Als das Sturmjahr 1848 anbrach, wurde P. durch die liberale Strömung schnell emporgehoben und an eine leitende Stelle gebracht. Auf dem Landtage der Niederlausitz, dem er seit 1833 angehörte, und auf dem Vereinigten Landtage hatte er sich noch conservativ gezeigt, und für die damalige Zeit widersprach dem seine freihändlerische Richtung nicht. Er hatte auch wiederholt die Nothwendigkeit der Einführung eines Repräsentativsystems geleugnet und dagegen angekämpft. Als der Liberalismus mit der Märzrevolution zur Macht kam, brach P. indeß mit dieser Anschauung. Es war dies nicht bloß ein Sich-Abfinden mit den Thatsachen, sondern P. entdeckte seitdem ganz die liberale Natur seines Wesens und fuhr mit vollen Segeln auf der neuen Strömung. Ihm wurde am 17. April das neugegründete Ministerium für Handel, Gewerbe und öffentliche Arbeiten einstweilig übertragen, das er zwei Monate innehaben sollte. Die politischen Wirren hatten zur Folge, daß es damals für ihn in seinem Ressort gar nichts zu thun gab. Absolute Ruhe herrschte nach Rudolf Delbrück’s Zeugniß zu jener Zeit in der Handelspolitik. Dafür ging P. mit Eifer an eine tiefgreifende Agrarreform, die dem Zuge der Zeit, die bestehenden Rechtsverhältnisse zu vernichten, auf halbem Wege entgegenkam und sich mit dem Nimbus schmückte, sie knüpfe an die Stein-Hardenberg’schen Reformen an. Der Geheimrath Krug erhielt von P. noch im April den Auftrag, die bestehenden Agrarverhältnisse einer Kritik zu unterziehen und Reformvorschläge zu machen. Krug reichte darüber am 23. Mai eine Denkschrift ein, und auf deren Grundlage entstand das denkwürdige Patow’sche Promemoria vom 10. Juni 1848, das zum Theil zeitgemäße, aber sehr radicale Aenderungen in den Agrarverhältnissen vorzunehmen gedachte. Dies wurde am 20. Juni dem Präsidenten der Nationalversammlung übersandt. Doch an demselben Tage fiel das Ministerium Camphausen und mit ihm P. Immerhin wirkten seine Anregungen, die u. a. heftig von Bismarck bekämpft wurden und eine Denkschrift des Junkerparlaments hervorriefen, weiter und wurden in den Regulirungsgesetzen von 1850, allerdings wesentlich gemildert, zur tiefen Erbitterung des sich dadurch schwer beeinträchtigt fühlenden Großgrundbesitzes verwirklicht.

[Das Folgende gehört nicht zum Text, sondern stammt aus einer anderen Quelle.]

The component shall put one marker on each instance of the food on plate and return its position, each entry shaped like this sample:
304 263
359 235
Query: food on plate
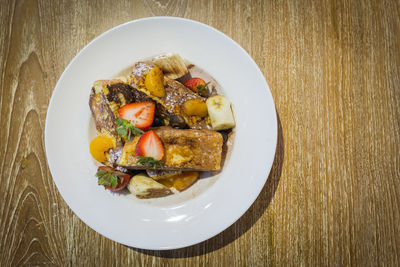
182 149
220 111
139 114
180 181
154 82
112 179
172 65
159 121
198 85
195 107
100 146
142 186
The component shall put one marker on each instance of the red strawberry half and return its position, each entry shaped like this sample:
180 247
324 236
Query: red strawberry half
140 114
194 83
150 145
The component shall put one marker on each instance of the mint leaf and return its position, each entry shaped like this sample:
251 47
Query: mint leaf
149 162
126 129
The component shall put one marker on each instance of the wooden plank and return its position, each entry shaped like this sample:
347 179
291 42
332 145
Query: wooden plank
333 195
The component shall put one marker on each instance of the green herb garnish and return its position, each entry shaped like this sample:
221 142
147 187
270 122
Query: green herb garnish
149 162
126 129
202 89
108 179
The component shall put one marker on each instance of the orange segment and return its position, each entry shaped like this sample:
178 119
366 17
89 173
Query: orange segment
195 107
180 181
154 82
100 146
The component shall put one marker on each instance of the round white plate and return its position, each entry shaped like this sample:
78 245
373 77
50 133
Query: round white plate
209 206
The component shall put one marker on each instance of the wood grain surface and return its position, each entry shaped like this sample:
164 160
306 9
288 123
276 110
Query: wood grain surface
333 196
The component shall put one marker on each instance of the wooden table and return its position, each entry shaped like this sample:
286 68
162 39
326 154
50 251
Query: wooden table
333 196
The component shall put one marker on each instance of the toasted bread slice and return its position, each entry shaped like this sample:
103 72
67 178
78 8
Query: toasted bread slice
106 98
170 106
188 149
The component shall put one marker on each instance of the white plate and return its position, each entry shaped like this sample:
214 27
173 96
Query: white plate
212 204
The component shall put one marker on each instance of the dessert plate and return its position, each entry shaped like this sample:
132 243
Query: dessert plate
209 206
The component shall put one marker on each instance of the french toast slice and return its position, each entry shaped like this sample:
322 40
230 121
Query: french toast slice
171 105
184 149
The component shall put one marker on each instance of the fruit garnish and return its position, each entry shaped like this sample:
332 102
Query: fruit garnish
149 162
112 179
150 145
195 107
198 85
180 181
140 114
154 82
125 129
220 112
99 146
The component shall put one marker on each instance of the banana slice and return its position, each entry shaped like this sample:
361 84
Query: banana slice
142 186
220 112
172 65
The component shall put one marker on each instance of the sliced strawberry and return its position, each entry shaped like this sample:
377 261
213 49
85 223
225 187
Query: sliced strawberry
140 114
150 145
194 83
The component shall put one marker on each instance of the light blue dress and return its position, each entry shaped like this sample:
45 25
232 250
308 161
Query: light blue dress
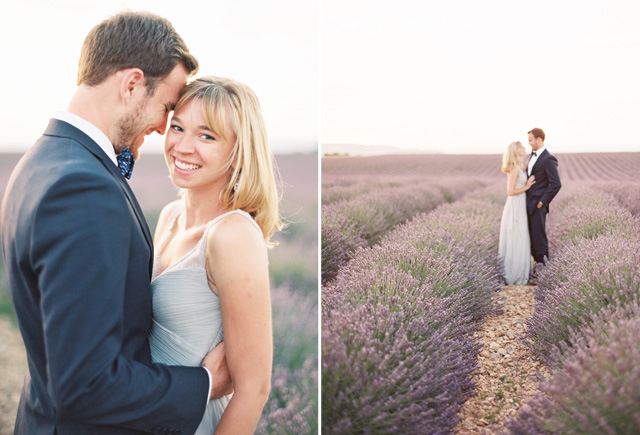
187 322
514 251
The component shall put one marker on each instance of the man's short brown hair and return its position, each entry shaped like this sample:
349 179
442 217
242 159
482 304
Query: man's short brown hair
133 40
537 132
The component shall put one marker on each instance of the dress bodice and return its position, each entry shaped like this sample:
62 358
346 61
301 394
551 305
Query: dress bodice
187 321
522 178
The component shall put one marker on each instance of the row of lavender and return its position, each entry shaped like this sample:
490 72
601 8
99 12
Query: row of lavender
586 322
292 407
358 213
397 322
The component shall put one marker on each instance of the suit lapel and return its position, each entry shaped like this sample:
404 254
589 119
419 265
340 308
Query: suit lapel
63 129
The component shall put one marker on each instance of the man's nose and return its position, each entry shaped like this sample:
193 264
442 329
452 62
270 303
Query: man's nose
163 127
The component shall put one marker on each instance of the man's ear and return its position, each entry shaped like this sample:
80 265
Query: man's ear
132 83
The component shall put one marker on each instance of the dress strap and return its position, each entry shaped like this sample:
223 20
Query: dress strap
171 222
218 219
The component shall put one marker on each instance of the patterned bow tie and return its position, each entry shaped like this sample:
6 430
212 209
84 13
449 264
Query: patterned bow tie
125 162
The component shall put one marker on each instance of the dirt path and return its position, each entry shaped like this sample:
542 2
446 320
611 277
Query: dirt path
508 374
13 366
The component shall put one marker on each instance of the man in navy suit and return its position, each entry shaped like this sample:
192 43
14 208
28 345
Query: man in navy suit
544 167
79 252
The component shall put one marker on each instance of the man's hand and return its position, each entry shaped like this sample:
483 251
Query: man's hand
216 363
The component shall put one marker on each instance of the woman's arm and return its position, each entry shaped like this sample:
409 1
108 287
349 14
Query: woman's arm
238 272
512 177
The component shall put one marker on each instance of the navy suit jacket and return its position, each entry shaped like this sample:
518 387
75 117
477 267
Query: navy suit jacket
547 184
79 258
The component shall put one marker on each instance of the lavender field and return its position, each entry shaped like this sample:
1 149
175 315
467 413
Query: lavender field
293 266
409 273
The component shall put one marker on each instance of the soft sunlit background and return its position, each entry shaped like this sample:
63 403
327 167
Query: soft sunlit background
466 76
270 46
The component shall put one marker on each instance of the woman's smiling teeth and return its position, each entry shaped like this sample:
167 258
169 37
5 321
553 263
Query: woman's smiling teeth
186 166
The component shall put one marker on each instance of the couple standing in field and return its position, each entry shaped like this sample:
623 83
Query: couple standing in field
115 335
531 186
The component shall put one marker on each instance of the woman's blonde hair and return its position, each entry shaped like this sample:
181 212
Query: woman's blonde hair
252 186
510 157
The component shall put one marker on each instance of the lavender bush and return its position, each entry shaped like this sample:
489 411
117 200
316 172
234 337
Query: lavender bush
397 346
292 408
293 403
596 391
395 367
627 193
586 214
582 280
597 264
364 219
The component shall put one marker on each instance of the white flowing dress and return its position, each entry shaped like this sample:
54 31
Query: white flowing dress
514 251
187 322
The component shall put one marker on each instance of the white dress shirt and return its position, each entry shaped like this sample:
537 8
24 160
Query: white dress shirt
90 130
533 159
103 141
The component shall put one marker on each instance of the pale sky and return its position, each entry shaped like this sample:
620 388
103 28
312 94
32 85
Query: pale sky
468 76
272 46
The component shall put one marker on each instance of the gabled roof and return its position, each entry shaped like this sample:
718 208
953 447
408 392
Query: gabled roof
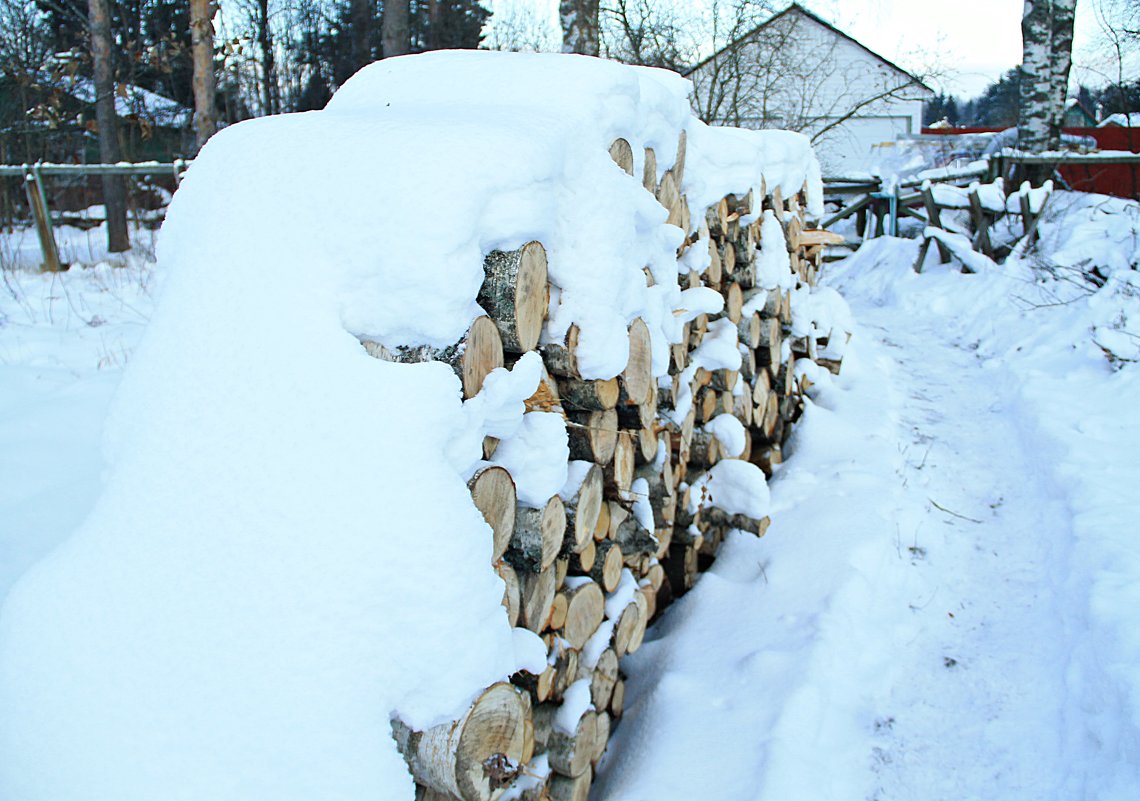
819 21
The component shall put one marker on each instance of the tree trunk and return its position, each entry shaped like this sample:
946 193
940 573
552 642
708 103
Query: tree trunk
579 26
1047 46
396 38
270 97
360 35
205 121
114 189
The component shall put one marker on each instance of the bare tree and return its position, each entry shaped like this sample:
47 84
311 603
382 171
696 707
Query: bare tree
580 26
114 189
522 29
791 71
1047 49
205 117
397 32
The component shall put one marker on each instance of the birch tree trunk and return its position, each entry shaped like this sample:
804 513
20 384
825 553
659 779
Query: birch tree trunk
114 189
204 88
359 41
579 26
395 31
1047 48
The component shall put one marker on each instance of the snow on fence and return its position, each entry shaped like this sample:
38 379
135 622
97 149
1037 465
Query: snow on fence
592 321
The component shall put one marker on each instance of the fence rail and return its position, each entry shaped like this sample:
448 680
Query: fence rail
34 173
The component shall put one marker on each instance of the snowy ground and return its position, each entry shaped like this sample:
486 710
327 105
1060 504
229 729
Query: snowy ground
945 606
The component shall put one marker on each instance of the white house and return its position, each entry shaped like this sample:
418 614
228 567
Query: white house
798 72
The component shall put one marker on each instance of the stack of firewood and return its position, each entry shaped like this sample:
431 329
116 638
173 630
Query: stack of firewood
589 569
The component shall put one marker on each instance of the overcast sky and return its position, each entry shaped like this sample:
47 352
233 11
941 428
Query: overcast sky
969 42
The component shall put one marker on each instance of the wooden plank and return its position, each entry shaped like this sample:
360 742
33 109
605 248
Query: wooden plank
37 202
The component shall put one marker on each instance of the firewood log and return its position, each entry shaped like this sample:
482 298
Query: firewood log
540 687
583 562
705 450
619 473
494 495
475 755
637 377
472 358
603 678
586 609
618 699
602 722
733 301
649 172
623 155
667 190
515 294
593 435
588 395
512 594
583 512
570 754
634 539
537 537
630 629
570 789
559 611
749 330
608 564
537 596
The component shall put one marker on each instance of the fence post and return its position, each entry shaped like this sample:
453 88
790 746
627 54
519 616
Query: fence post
38 202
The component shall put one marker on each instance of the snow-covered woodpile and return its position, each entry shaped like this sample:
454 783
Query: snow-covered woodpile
660 471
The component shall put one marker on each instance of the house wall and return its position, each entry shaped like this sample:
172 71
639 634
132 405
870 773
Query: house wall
798 74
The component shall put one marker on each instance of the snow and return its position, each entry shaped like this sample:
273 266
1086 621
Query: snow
945 604
536 457
733 161
732 485
281 553
773 264
730 433
575 703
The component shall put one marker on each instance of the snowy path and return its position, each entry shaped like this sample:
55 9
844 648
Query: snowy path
982 704
908 630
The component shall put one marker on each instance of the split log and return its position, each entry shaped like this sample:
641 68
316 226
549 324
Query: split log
649 171
630 629
561 358
603 678
472 358
540 687
623 155
586 609
634 539
583 562
583 512
512 594
559 611
494 495
637 378
515 294
588 395
748 330
537 596
537 537
618 699
570 787
474 757
608 565
593 435
570 753
619 473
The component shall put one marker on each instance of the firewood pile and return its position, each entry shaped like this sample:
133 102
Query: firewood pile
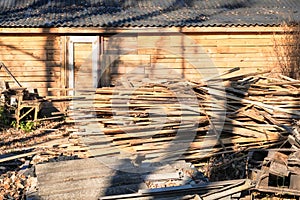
144 118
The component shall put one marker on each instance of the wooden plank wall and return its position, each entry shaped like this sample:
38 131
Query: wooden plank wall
184 56
35 60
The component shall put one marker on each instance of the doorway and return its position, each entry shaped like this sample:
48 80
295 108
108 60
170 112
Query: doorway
83 62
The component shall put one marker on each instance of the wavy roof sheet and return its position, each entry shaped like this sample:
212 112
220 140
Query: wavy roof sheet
147 13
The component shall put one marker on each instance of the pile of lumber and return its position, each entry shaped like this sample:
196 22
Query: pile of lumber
251 111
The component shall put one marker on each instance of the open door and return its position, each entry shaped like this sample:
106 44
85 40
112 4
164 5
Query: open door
83 62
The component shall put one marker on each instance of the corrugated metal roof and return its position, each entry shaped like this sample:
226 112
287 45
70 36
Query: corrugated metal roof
147 13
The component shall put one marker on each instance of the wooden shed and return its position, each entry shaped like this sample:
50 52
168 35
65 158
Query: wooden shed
45 43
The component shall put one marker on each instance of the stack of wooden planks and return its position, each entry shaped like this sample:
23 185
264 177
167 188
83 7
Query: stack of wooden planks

[762] Mitten in diese Arbeiten zur Agrarreform fiel ein Ereigniß, daß grell die Lage und Patow’s Wesen beleuchtete. Am 30. Mai stürmten viele hunderte von Arbeitslosen mit Gewalt das Haus Patow’s auf dem Wilhelmsplatz und verlangten von ihm als dem zuständigen Minister Arbeit. Die Skandalscenen währten mehrere Stunden. Die Arbeiter besetzten die Fenster und hielten von dort Reden. Während P. fast mißhandelt wurde, sah die Bürgerwehr unthätig zu, und die Minister Heinrich v. Arnim und Auerswald gingen vor dem Hause auf und ab. P. besaß die Schwäche, die Sturmpetenten einzeln mit Achtgroschenstücken abzufinden. Der Vorgang blieb den Zeitgenossen unangenehm im Gedächtniß haften. Noch am 4. Juni 1860 buchte Leop. Gerlach in seinem Tagebuche, daß P. vor der Anarchie das Gewehr gestreckt habe. Infolge einer Auseinandersetzung in der Kammer über jene Begebenheit hatte P. am 2. März 1855 mit einem jungen Officier, einem Grafen Schlieffen, ein Duell, bei dem P. leicht am Bein verwundet wurde.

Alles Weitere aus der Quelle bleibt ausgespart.